Willie whimpered as the attendant dabbed his temples with conductive jelly, placed the brace on his head and inserted a rubber guard into his mouth. If this wasn't his worst nightmare, it had just earned a spot on the list of top five.
Willie woke up in the infirmary strapped into a bed. He felt numb, disoriented and nauseated. The door was ajar and florescent ceiling lights exacerbated a pounding headache. For several hours, he lay there, unable to remember anything at all.
An angel wearing scrubs came into the room, took his vital signs and mopped his sweaty face. Willie thought about kissing her as she leaned with a Styrofoam cup of water and put the bendy straw in his mouth.

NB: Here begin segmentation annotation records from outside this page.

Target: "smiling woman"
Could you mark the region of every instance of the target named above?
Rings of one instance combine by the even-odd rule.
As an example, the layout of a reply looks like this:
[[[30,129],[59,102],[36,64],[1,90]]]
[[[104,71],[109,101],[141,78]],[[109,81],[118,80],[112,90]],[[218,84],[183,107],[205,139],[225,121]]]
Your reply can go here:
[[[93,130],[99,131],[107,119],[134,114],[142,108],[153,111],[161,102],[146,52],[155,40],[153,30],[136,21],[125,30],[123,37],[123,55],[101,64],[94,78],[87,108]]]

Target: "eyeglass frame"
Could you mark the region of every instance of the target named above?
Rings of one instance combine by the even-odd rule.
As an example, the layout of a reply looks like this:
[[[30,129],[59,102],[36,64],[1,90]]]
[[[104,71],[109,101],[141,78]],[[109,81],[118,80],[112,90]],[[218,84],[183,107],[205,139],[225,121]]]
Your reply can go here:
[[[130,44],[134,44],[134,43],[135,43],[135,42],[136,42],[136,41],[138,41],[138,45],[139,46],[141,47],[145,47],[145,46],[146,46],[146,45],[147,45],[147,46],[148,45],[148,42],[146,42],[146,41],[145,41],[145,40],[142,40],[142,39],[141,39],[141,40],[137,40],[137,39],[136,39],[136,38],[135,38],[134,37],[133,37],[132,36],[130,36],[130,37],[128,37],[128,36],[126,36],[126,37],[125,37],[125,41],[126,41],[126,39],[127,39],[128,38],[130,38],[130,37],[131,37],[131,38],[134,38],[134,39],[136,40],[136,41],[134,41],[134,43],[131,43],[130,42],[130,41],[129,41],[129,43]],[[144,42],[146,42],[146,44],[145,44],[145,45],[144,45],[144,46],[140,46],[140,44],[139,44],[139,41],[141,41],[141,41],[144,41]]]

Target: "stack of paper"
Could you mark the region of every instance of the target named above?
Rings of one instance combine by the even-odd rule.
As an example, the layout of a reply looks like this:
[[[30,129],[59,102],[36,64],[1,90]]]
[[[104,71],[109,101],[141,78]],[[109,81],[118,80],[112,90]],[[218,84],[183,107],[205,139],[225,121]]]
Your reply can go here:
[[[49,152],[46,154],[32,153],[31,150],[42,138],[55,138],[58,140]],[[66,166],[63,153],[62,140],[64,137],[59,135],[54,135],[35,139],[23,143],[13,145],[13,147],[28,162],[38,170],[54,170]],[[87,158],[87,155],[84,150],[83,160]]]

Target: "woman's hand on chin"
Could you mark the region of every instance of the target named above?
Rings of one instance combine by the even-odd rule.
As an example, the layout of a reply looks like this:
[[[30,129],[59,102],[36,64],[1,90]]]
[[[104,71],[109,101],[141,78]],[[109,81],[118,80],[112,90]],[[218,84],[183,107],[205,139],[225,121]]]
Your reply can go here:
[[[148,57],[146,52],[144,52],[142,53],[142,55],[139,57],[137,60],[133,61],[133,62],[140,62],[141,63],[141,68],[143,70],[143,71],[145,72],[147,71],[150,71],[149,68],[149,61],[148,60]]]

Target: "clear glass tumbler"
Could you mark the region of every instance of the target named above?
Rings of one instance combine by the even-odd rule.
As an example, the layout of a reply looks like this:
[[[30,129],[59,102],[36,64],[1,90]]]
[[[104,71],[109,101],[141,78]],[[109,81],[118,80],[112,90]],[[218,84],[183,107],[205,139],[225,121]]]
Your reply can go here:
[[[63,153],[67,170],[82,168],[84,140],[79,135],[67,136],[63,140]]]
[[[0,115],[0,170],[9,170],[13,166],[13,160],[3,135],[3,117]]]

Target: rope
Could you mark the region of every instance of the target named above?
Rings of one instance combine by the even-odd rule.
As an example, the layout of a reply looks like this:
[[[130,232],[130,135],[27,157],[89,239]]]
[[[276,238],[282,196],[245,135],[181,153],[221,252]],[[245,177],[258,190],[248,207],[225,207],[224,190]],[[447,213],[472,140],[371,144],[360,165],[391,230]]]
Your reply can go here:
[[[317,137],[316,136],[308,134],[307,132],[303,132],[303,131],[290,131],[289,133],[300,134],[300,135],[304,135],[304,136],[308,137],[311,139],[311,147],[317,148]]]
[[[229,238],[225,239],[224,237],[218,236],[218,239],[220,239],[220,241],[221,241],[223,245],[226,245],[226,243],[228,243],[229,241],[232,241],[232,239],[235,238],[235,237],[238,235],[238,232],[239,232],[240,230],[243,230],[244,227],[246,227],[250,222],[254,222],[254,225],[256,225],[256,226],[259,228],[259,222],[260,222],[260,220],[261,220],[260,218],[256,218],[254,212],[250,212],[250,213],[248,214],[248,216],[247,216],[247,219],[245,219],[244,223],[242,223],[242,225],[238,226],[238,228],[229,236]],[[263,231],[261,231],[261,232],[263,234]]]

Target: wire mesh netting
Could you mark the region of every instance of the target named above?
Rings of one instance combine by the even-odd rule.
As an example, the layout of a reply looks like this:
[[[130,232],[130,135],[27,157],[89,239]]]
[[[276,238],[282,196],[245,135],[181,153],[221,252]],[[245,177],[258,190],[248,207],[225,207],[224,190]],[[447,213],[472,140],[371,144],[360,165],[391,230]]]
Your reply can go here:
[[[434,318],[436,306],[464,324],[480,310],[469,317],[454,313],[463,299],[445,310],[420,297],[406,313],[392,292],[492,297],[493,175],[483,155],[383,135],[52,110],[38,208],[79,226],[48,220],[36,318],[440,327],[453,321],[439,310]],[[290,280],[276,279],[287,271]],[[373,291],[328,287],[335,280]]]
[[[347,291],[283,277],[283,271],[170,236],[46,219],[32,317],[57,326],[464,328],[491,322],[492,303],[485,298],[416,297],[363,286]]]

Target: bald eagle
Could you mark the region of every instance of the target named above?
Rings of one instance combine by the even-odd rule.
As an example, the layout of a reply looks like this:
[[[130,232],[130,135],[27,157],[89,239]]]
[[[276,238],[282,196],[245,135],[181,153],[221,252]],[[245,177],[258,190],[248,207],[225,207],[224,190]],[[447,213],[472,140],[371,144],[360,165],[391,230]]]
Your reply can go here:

"You did very well," the angel said, smiling. "Go back to sleep now and I'll check in on you again in a little while."
"Don' go, I'll be quiet."
"I'll come back after I finish my other rounds."
"Don' leave me 'lone 'gain. I'm sorry, Maggie, I'm so sorry…"
"Shhh, everything's fine." She kissed his forehead. "Close your eyes."
Maggie snuggled up to him on the cheap mattress. Willie wrapped his arms around her, burying his face in the sweet, floral fragrance of her hair. Together, they drifted off to sleep.